By tube (from Cessnock), train (from Partick) and foot (from Kilpatrick) it is a mere 2 hours (going slowly with plenty of pauses to take in those wide estuarine views) from door to loch. I am always amazed at how near this remoteness is.
And it is remote! Up here, away from the prying eyes of the city, the music of the landscape resounds so deeply that all that comes back is silence. A few travellers are met along the way, a few nods of the head, a couple of buzzards calling out:

'wheeeueuuuuu.....

.....wheeeeueuuuuu....

                         ....here ah'm ur....

....here ah'm ur....'


























'Clyde & Cloud' [11th December 2012]


The solitude is exquisite, so exquisite that the 4 odd hours between leaving Kilpatrick train station and returning to it seem to pass in an instant. One has become, in accordance with the moment, and in accordance with being fully present, extemporaneous. Escorting this is a feeling of continuity and fluency, not of time (since we are 'now' outwith it), but of space. Within this spaciousness (what I like to call 'the splendid vastness of the uncontained Mind') there is a feeling of what can only be described as an 'ineluctable inextricability' (that governs all things and non-things). One is now, as a passenger on the train of the unconscious-consciousness, united with the land. Territory and organism melt into each other. No distinction can now be made. Equally, it could be said that they dissipate into a state of 'emptiness', an emptiness that is absolutely awake. The consequence of this experience is the profound assurance that Paradise is a reality.

 [Looking east across Loch Humphrey towards the Campsie Fells in the distance]


The territory of thought, much like that of land, needs to be mapped, needs to be ‘thought out’, so that one might proceed into pure Spontaneity, and the realm of the unthinking. 'Reality cannot be equated with the nature of consciousness,' writes Raimond Panikkar in Invisible Harmony.

The best way to map out thought, to think out thinking, is to move right through it.
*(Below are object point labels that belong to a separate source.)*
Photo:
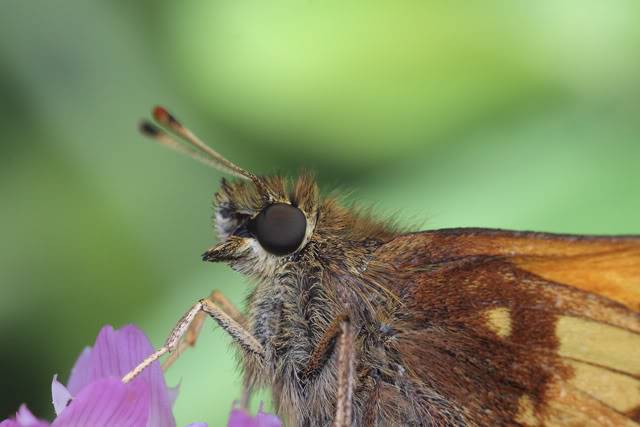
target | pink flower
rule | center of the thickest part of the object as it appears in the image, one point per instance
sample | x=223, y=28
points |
x=95, y=395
Reality may well be subjective in the words of Kierkegaard, but it is also an activity. You need to work at it, travel it, travail it. Thus, the event of 'Glasgow' itself becomes an activity. Left to its own devices Glasgow, as any other place, is merely a dictionarily defined 'city' - on the move, however, it shapeshifts with one's consciousness. Thus, when I'm in Warsaw I am warsaw; when I'm in Glasgow I am glasgow. The map is not the territory - I am.




























[From the Kilpatrick Braes looking east. At this height everything moves slowly...]


As I approach the end of the path returning towards Kilpatrick Railway Station, a young lad on his mountain bike wheelies past. I find him at his car another hundred yards or so down.

'Not brave enough to leave the car at home?' I cheekily venture.

He removes his pigtailed Tibetan hood, 'Sorry?'

I repeat it.

'Not if I'm coming from Glasgow' he says.

I move on, and think to myself how limited Glasgow has become in some people's heads. For me these hills, whether Kilpatrick or Campsie, Renfrewshire or Inverclyde, have always been 'Glasgow'. Always will be. Sure, they're hardly in the city-centre, but that's not such a bad thing. Indeed, I might cheekily venture that these hills, fells and moors are more central to Glasgow than any city-centre. To paraphrase the American anthropololgist Edward Twitchell Hall, 'The heart of the self extends far beyond the boundaries of the body'.